The all-in-one crypto platform Nexo received a cease and desist order in the US state of California. The order, which was filed by the Department of Financial Protection and Innovation (Department of Financial Protection and InnovationDFPI) of California, alleges that Nexo offered and sold “unqualified securities” through this program.
In the document, the DFPI estimates that as of July 2022, more than 18,000 California residents had accounts with the program and held investments of at least $174.8 million. However, Nexo has not registered with the state regulator to offer these investment services to Californians.
“The Commissioner has not issued any license or other form of authorization permitting Nexo, Nexo Inc. or Nexo Capital Inc. to offer or sell any securities, including Earn Interest Product accounts, in California.

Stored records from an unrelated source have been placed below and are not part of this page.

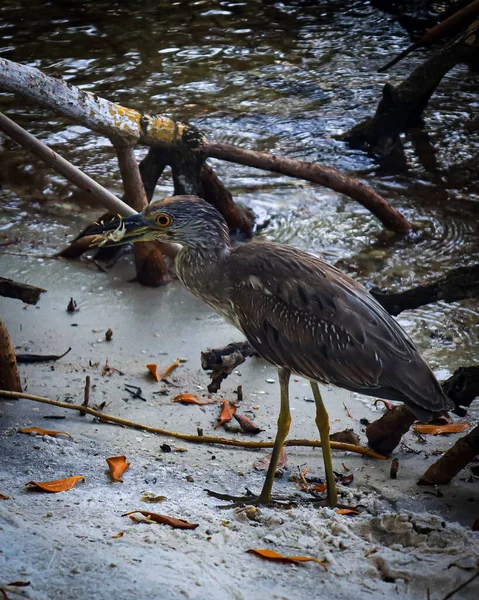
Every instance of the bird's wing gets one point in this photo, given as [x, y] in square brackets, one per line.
[298, 311]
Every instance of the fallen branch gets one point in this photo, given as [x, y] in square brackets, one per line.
[326, 176]
[198, 439]
[29, 294]
[453, 461]
[456, 285]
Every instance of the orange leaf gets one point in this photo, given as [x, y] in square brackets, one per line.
[192, 399]
[118, 466]
[59, 485]
[346, 511]
[40, 431]
[272, 555]
[154, 371]
[227, 411]
[163, 519]
[168, 370]
[440, 429]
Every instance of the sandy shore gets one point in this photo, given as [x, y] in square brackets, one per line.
[408, 539]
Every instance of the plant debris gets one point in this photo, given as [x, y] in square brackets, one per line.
[272, 555]
[118, 466]
[192, 399]
[346, 437]
[31, 358]
[441, 429]
[171, 368]
[247, 425]
[228, 409]
[58, 485]
[40, 431]
[154, 371]
[262, 464]
[162, 519]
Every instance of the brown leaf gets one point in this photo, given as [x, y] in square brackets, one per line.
[263, 463]
[441, 429]
[58, 485]
[346, 511]
[192, 399]
[228, 409]
[118, 466]
[163, 519]
[154, 371]
[40, 431]
[169, 369]
[345, 437]
[247, 425]
[272, 555]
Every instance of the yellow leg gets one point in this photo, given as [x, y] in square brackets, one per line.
[284, 421]
[322, 421]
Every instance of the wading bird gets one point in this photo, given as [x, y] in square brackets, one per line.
[297, 311]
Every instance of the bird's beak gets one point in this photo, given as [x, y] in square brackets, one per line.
[121, 231]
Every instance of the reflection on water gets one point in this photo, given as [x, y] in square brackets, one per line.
[269, 75]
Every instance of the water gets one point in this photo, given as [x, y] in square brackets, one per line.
[275, 76]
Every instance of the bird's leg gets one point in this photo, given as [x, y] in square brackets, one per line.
[322, 421]
[284, 421]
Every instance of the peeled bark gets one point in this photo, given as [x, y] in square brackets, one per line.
[9, 376]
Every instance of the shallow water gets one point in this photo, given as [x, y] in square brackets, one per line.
[274, 76]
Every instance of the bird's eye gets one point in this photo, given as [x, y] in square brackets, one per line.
[163, 220]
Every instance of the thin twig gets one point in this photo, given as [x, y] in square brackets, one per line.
[205, 439]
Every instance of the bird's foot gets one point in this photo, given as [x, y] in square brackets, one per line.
[262, 500]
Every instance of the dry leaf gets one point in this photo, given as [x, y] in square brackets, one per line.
[59, 485]
[272, 555]
[163, 519]
[228, 409]
[154, 371]
[441, 429]
[118, 466]
[346, 511]
[263, 463]
[40, 431]
[171, 368]
[247, 425]
[346, 437]
[119, 534]
[192, 399]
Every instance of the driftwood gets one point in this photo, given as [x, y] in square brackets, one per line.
[29, 294]
[223, 361]
[459, 19]
[453, 461]
[401, 106]
[9, 376]
[185, 146]
[456, 285]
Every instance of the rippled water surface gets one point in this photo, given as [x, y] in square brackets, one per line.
[275, 76]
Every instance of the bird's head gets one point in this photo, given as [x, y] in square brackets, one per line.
[186, 220]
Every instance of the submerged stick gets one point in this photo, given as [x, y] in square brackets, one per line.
[203, 439]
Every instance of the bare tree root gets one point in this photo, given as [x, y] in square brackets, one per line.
[453, 461]
[198, 439]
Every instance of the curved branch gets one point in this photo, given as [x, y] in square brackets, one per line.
[326, 176]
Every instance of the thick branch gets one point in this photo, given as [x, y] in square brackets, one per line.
[401, 107]
[326, 176]
[29, 294]
[456, 285]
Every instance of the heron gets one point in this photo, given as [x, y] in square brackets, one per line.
[299, 313]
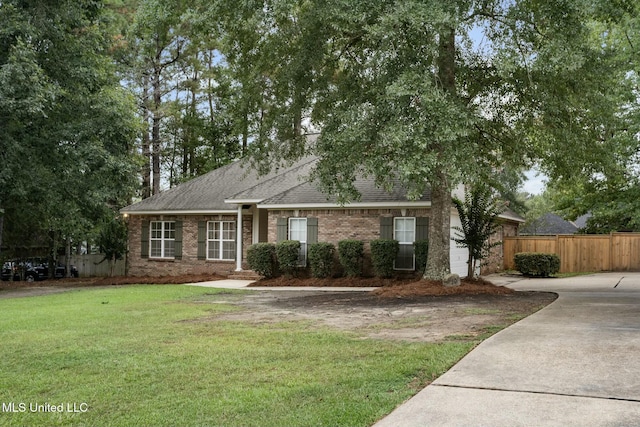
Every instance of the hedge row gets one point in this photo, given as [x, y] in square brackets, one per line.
[537, 264]
[269, 259]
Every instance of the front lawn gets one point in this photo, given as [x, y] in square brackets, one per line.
[159, 355]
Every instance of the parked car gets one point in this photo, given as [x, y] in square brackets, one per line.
[41, 272]
[34, 271]
[9, 268]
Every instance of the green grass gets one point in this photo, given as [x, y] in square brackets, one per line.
[158, 355]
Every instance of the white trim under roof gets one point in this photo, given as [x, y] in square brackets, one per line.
[243, 201]
[355, 205]
[184, 212]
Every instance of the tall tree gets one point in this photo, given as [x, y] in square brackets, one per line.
[67, 124]
[404, 89]
[478, 214]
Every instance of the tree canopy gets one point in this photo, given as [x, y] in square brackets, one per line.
[430, 92]
[67, 124]
[434, 93]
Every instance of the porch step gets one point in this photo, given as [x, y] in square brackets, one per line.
[244, 275]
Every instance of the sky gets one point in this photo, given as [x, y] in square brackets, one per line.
[535, 182]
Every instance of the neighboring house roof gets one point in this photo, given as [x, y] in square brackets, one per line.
[581, 221]
[548, 224]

The offers and nor are sales of these titles subject to any exception, exemption or other form of qualification,” the document states.
Securities regulators in seven other states, including New York, Kentucky, Maryland, Oklahoma, South Carolina, Washington and Vermont, all simultaneously initiated their own administrative actions against Nexo.
In a statement, the New York Attorney General, Letitia James, said his office was suing the lender for failing to register as a securities and commodities broker despite warnings, and also for misrepresenting itself to investors as an authorized and registered platform. Ms James intends to force Nexo to give up all the income it has earned from doing business in the state.
“Instead of fooling New Yorkers about its compliance with the law, crypto platforms must register to operate like other investment platforms,” she added in a statement. tweet.
Nexo says it has always tried to comply with regulations
According to a CNBC article, Nexo said in response to the allegations that it is working with US federal and state regulators and understands their concern, especially in the face of multiple bankruptcies in the crypto market.
However, Nexo has tried to reassure the public that it has nothing in common with the interest product providers operating in the market, as evidenced by its performance over the past few months.
“Nexo is a very different provider of variable interest products, as evidenced by the fact that it did not engage in unsecured lending, that it had no exposure to LUNA/UST, that it did not ‘has not had to be bailed out or that it has not had to resort to withdrawal restrictions,’ the statement read.
Last February, Nexo banned its new US customers from subscribing to its interest-bearing products. Meanwhile, amid similar regulatory actions, the crypto lending platform BlockFi was ordered to pay a $100 million settlement to the SEC and 32 state regulators.